The objective of this study was to investigate the prevalence of drug-resistant Helicobacter pylori in Beijing Tian Tan Hospital (Beijing, China) and to determine the susceptibility of H. pylori to linezolid and novel oxazolidinone analogues. Minimum inhibitory concentrations (MICs) of amoxicillin, clarithromycin, metronidazole, ciprofloxacin, tetracycline and levofloxacin against H. pylori were determined by Etest. The in vitro antibacterial activities of linezolid and novel oxazolidinone analogues were assessed by the disk diffusion method.

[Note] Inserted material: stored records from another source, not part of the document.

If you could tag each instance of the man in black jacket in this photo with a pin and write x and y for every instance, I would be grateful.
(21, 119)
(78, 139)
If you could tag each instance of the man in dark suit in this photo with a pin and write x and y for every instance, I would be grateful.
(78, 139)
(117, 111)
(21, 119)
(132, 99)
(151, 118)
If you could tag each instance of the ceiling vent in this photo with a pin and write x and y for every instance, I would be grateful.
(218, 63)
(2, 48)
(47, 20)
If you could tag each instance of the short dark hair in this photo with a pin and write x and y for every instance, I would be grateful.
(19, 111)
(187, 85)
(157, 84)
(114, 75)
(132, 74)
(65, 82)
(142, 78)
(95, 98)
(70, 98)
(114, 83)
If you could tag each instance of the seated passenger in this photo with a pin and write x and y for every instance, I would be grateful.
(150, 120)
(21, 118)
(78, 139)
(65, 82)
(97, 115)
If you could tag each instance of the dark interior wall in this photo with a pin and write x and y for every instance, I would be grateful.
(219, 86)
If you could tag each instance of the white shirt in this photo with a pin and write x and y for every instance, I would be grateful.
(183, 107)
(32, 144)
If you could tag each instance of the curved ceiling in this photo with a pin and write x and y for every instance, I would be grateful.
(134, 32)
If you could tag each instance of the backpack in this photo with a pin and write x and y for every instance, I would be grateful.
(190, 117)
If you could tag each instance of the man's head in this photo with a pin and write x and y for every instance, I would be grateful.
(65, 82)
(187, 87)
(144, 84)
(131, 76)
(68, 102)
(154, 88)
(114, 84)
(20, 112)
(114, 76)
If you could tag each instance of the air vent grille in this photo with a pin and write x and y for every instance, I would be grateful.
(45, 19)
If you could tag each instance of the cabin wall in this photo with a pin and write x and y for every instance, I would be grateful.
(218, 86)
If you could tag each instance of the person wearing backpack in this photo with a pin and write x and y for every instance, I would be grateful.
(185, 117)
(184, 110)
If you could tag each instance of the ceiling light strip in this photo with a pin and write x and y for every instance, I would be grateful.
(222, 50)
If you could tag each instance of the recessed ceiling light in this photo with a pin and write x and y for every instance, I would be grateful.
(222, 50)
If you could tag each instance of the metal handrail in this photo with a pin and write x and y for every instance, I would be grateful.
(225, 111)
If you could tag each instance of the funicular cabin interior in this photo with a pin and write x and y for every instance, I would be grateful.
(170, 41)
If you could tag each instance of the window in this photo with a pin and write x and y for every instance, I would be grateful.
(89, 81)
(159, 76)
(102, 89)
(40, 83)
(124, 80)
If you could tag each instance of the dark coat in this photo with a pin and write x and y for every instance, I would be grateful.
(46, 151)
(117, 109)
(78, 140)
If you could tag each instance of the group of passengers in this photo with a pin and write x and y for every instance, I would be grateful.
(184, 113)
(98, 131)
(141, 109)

In vivo antibacterial activities were determined by intragastric administration and stomach CFU counting. Drug resistance patterns were serious among clinical H. pylori isolates, with a rate of multidrug-resistant H. pylori of 10.1%. Linezolid was observed to exhibit in vitro activity, with MICs ranging from ≤0.25 mg/L to 32 mg/L against clinical H. pylori isolates (MIC50, 2 mg/L; MIC90, 8 mg/L). The oxazolidinone analogue sy142 demonstrated better antimicrobial activity than linezolid in vitro. These results indicate that oxazolidinones may be appropriate agents to treat drug-resistant H. pylori. Further clinical trials should be performed to confirm this.